Much like Jethro's stock of roadkill, toxic mortgage-backed securities are now stinking up our financial system and Geithner seems to be willing to pay a premium to just get rid of them.  A key part of the plan he unveiled is to have the government create a public-private investment fund that will use government dollars to insure private investors against losses they could suffer from purchasing those bad assets if the economy keeps heading south. 

Geithner says that letting private investors bid on these assets -- with government guarantees against large losses -- will allow the market to define concrete prices for them and thus "avoid a program that has government overpaying for a bunch of financial assets."

The trouble with this, of course, is that many of these assets will never be worth what the banks will accept for them. Economist Dean Baker, co-director of the Center for Economic and Policy Research, told me that the worst of these assets "have lost value because they rest primarily on underwater mortgages."  The only way these assets will ever regain the value they've lost over the past few years, says Baker, is in the unlikely event that the housing bubble makes a comeback.

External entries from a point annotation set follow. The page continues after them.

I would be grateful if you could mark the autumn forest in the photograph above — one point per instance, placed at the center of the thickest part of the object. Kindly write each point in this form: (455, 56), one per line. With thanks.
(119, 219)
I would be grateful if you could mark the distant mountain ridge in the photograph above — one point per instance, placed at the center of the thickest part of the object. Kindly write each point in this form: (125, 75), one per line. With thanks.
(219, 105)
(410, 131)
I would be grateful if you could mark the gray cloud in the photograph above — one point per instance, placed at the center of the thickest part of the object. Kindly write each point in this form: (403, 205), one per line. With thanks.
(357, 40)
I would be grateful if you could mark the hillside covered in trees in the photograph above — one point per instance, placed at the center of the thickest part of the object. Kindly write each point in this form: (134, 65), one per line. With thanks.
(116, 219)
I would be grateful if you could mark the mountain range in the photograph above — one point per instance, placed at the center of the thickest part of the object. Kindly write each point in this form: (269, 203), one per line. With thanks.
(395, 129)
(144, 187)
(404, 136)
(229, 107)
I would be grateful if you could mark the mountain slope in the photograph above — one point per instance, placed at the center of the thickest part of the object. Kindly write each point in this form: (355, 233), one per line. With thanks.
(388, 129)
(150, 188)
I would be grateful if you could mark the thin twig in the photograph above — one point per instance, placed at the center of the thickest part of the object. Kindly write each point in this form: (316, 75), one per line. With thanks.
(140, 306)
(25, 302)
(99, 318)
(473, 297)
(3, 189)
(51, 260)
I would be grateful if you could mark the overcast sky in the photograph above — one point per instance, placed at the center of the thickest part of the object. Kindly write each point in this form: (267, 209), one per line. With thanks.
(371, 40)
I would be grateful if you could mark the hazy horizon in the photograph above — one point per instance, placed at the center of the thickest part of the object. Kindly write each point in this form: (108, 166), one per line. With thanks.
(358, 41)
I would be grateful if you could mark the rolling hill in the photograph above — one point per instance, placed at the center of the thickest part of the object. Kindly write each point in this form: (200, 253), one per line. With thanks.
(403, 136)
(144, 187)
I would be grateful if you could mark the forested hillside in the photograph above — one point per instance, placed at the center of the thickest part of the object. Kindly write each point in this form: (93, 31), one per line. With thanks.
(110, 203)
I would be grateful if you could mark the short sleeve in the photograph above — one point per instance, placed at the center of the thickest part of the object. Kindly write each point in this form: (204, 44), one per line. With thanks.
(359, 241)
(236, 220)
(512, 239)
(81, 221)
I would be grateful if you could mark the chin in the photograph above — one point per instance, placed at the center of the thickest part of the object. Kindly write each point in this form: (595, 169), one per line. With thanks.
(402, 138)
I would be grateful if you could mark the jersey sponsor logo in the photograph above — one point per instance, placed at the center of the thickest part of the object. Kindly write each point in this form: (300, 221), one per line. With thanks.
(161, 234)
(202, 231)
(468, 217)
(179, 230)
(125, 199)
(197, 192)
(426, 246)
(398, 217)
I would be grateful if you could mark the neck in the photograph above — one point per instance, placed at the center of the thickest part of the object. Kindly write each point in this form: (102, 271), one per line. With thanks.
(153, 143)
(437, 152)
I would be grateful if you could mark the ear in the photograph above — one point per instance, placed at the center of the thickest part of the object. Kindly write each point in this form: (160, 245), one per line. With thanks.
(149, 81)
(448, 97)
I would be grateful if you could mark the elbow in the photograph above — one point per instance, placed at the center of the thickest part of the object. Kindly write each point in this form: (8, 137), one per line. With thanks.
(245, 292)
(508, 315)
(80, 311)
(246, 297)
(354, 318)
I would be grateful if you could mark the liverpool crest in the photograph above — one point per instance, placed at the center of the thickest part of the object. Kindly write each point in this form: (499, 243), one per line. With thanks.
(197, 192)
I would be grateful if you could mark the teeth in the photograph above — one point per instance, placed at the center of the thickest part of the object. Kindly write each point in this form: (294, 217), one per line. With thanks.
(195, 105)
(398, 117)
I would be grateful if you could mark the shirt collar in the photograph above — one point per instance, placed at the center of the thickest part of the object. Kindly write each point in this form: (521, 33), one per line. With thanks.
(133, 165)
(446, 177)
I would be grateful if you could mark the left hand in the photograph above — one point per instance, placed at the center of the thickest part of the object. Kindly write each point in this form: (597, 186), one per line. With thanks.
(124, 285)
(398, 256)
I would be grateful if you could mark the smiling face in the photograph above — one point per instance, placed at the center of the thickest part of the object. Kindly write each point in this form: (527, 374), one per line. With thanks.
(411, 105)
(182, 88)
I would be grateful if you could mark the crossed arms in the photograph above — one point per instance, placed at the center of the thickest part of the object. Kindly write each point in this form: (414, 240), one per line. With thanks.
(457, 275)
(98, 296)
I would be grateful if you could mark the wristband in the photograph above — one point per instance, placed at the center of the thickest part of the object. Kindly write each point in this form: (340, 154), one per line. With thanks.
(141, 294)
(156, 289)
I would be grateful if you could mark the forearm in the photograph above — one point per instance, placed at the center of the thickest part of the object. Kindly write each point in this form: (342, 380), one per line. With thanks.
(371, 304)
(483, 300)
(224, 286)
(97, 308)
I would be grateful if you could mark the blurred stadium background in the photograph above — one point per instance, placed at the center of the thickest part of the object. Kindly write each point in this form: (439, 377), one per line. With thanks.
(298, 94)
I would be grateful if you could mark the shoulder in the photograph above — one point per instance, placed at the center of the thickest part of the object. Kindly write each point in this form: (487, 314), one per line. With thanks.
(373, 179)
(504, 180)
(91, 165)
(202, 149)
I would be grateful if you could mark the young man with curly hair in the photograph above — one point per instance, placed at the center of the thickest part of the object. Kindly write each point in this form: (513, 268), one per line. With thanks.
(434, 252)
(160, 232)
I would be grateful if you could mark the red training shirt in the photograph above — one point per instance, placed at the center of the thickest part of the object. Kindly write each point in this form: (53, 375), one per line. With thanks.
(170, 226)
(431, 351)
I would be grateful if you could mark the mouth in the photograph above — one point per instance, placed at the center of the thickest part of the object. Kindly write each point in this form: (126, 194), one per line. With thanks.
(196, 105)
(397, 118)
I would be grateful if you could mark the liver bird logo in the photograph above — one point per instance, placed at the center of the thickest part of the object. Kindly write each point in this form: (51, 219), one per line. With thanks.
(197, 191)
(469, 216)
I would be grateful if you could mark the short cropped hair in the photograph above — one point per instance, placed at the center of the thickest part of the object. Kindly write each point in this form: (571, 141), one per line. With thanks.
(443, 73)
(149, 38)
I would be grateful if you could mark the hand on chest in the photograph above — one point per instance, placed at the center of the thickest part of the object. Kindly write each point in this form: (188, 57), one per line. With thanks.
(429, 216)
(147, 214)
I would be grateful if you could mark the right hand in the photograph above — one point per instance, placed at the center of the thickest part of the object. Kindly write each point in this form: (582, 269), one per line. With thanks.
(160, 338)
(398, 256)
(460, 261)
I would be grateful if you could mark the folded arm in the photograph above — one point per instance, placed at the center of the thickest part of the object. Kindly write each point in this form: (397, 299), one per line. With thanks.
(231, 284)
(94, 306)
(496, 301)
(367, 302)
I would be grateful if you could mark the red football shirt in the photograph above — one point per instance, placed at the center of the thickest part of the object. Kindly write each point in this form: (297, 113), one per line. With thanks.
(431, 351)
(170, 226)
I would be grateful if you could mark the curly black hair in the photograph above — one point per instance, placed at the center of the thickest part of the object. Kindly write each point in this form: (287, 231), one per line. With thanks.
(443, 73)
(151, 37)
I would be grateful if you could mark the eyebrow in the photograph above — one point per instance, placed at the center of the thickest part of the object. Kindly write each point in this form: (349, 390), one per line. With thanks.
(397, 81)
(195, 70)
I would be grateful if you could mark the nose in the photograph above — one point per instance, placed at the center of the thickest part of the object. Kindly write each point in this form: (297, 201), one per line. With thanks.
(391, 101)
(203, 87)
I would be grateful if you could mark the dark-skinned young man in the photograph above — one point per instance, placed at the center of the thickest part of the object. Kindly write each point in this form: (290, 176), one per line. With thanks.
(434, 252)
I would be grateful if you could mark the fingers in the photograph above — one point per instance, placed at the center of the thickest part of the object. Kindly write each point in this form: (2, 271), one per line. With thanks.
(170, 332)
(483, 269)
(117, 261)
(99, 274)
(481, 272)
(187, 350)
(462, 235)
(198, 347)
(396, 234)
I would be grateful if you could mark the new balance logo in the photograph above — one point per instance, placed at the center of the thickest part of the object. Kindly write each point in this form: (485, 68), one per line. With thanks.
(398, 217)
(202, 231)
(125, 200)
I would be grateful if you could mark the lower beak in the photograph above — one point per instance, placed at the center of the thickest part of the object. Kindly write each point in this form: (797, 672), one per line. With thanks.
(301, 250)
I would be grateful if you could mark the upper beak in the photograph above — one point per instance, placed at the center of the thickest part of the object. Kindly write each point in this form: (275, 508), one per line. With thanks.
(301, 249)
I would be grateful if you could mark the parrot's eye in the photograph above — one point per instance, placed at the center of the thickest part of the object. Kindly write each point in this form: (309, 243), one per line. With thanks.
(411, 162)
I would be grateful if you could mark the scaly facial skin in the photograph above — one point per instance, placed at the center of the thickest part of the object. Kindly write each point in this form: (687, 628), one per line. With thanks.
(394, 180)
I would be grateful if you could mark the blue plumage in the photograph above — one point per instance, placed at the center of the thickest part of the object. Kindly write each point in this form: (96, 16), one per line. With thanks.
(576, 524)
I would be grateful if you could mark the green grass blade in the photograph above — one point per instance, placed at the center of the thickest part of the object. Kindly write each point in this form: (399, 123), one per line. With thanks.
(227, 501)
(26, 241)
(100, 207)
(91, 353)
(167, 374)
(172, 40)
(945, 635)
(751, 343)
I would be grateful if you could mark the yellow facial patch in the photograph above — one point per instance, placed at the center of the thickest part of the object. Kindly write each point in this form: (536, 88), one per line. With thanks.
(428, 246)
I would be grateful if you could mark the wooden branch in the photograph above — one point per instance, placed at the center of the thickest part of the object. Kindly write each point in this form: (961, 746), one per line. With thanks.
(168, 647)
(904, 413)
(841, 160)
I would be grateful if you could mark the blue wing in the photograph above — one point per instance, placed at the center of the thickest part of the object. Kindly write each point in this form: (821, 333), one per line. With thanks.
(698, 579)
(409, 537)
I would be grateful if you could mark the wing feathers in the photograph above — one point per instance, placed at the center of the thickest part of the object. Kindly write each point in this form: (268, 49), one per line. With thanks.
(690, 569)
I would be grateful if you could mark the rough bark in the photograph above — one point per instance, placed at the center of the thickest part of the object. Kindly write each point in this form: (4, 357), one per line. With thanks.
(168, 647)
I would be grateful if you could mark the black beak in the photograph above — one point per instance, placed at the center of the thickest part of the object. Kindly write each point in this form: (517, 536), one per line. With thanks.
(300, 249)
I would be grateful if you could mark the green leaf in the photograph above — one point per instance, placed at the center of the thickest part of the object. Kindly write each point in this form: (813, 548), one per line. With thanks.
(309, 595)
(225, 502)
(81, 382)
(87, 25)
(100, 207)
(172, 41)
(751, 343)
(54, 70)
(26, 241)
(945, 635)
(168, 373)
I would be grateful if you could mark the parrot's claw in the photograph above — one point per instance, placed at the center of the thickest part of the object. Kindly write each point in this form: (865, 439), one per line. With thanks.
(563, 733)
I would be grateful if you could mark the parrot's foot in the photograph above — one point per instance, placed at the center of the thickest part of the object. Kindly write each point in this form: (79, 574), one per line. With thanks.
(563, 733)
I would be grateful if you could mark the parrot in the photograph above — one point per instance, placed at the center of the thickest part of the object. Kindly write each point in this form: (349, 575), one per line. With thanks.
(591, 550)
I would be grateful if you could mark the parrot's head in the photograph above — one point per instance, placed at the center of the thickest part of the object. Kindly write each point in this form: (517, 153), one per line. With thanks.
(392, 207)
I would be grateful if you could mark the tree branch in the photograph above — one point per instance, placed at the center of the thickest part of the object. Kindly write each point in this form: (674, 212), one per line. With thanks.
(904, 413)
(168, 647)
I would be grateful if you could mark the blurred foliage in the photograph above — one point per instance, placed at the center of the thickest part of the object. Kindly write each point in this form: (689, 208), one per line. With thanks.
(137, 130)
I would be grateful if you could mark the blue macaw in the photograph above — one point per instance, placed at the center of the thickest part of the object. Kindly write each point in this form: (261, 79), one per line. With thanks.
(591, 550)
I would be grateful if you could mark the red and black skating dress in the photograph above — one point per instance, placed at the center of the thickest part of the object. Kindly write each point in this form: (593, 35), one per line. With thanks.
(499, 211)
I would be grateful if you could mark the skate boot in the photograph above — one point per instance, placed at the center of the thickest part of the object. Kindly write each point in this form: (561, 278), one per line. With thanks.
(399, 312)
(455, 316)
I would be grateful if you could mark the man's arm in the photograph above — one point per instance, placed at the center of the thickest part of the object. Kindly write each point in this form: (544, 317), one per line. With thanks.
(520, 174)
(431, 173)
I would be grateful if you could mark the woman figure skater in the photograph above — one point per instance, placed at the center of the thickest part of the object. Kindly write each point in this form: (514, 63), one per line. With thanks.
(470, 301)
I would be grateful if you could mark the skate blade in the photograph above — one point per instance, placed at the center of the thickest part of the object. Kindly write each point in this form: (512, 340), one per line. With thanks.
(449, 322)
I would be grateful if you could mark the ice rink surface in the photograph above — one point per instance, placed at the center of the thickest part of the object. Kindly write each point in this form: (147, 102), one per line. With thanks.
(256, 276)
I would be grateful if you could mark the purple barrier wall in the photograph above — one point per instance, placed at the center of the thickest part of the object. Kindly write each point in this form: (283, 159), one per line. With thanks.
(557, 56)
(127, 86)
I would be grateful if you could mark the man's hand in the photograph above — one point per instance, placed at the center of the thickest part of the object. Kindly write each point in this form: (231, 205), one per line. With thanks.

Economist James K. Galbraith told me that the government is simply in denial if it thinks it can ever recoup the losses it will inevitably take by paying insurance for those "toxic" assets. Instead of trying to sell them off in an attempt to hide the depth of the banks' losses, Galbraith says that the government should instead acknowledge that they are insolvent.

"If someone within the Government Accountability Office does their due diligence on these assets, they'll find that they're not marketable for a reason," he told me.  "Many of these securities were backed by mortgages that had sloppy and inadequate documentation."

Another problem with Geithner's plan is that it leaves bank executives and shareholders relatively unscathed. If government dollars are used to prop up bad asset values and thus protect shareholders from being wiped out, then future banks will have more incentive to invest in risky assets, safe in the knowledge that the government will help pick up the tab and leave their executives intact when the next bubble pops.

"This is the issue of moral hazard," says Hale Stewart, a tax attorney and former bond broker who writes frequently about economics at the Huffington Post. "By bailing out banks, the government is rewarding bad behavior. The alternative is to let the banks go broke and probably take the country down with them."

But although letting the banks completely fail is an unacceptable outcome, alternatives to the Geithner plan do exist. While there is no happy solution to a massive financial crisis, many economists have concluded that the United States will have to nationalize its insolvent banks. While that initially involves a government takeover of the banks, Baker points out that it's actually a more market-oriented solution than artificially propping up the value of bad assets and shielding bank shareholders from losses.